Esse comportamento é conhecido como sonilóquio. Ele faz parte de um grupo chamado parassonias, que reúne manifestações incomuns durante o sono, como falar, andar, ter pesadelos intensos ou despertar confuso. A pessoa que fala dormindo geralmente não percebe o que fez e, ao acordar, não se lembra de nada. Por isso, muitas só descobrem que têm esse hábito porque alguém contou.

O que acontece quando alguém fala dormindo?

Durante a noite, o cérebro passa por diferentes fases do sono. Em algumas delas, o corpo está mais relaxado; em outras, há maior atividade cerebral, especialmente durante os sonhos. A fala durante o sono pode acontecer em qualquer uma dessas fases, tanto no sono REM, mais associado aos sonhos vívidos, quanto no sono não REM.

Isso não significa, necessariamente, que a pessoa esteja “revelando segredos” ou dizendo algo com sentido profundo. Muitas falas são desconexas, sem lógica ou sem relação direta com o que a pessoa pensa quando está acordada.
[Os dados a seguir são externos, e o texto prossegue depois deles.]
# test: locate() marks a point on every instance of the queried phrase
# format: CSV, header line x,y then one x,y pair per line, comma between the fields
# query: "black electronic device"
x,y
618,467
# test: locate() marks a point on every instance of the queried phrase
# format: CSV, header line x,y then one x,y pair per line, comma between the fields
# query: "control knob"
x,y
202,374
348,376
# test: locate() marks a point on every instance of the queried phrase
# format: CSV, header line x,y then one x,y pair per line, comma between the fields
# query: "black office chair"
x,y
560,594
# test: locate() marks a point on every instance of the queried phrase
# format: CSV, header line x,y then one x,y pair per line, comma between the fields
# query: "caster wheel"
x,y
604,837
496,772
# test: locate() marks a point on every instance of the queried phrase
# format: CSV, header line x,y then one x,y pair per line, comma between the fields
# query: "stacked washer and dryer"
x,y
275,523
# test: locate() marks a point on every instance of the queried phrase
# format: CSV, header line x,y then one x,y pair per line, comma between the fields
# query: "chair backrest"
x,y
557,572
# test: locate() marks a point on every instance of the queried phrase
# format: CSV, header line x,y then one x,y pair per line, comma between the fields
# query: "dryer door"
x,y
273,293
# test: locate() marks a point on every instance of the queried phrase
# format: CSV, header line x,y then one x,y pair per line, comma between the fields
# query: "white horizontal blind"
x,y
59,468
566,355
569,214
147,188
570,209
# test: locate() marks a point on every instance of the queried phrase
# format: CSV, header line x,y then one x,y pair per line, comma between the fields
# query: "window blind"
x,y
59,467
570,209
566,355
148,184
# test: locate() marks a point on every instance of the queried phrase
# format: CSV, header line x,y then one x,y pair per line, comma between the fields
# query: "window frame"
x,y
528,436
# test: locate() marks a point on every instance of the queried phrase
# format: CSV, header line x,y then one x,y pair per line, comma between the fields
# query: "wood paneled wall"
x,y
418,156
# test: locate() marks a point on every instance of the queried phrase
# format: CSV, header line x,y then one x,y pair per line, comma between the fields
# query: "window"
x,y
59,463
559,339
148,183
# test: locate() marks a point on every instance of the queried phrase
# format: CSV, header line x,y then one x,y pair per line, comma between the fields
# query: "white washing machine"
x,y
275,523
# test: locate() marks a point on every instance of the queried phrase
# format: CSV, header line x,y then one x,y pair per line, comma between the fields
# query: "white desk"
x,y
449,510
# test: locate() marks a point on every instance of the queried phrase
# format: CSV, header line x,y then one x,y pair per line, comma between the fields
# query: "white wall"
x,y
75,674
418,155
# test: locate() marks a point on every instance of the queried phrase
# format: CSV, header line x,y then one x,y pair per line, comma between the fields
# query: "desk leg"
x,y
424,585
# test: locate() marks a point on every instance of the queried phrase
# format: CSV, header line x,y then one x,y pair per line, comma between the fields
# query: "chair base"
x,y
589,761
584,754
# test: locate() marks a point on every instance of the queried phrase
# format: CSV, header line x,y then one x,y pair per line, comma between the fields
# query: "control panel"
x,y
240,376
O cérebro pode estar em um estado intermediário: uma parte continua dormindo, enquanto outra ativa mecanismos ligados à fala.

Por esse motivo, não vale levar ao pé da letra tudo o que alguém diz dormindo. Na maioria das vezes, são frases soltas, respostas automáticas ou sons produzidos em um momento de transição entre diferentes estágios do sono.

Por que algumas pessoas falam durante o sono?

Por que algumas pessoas falam durante o sono? Isso é preocupante?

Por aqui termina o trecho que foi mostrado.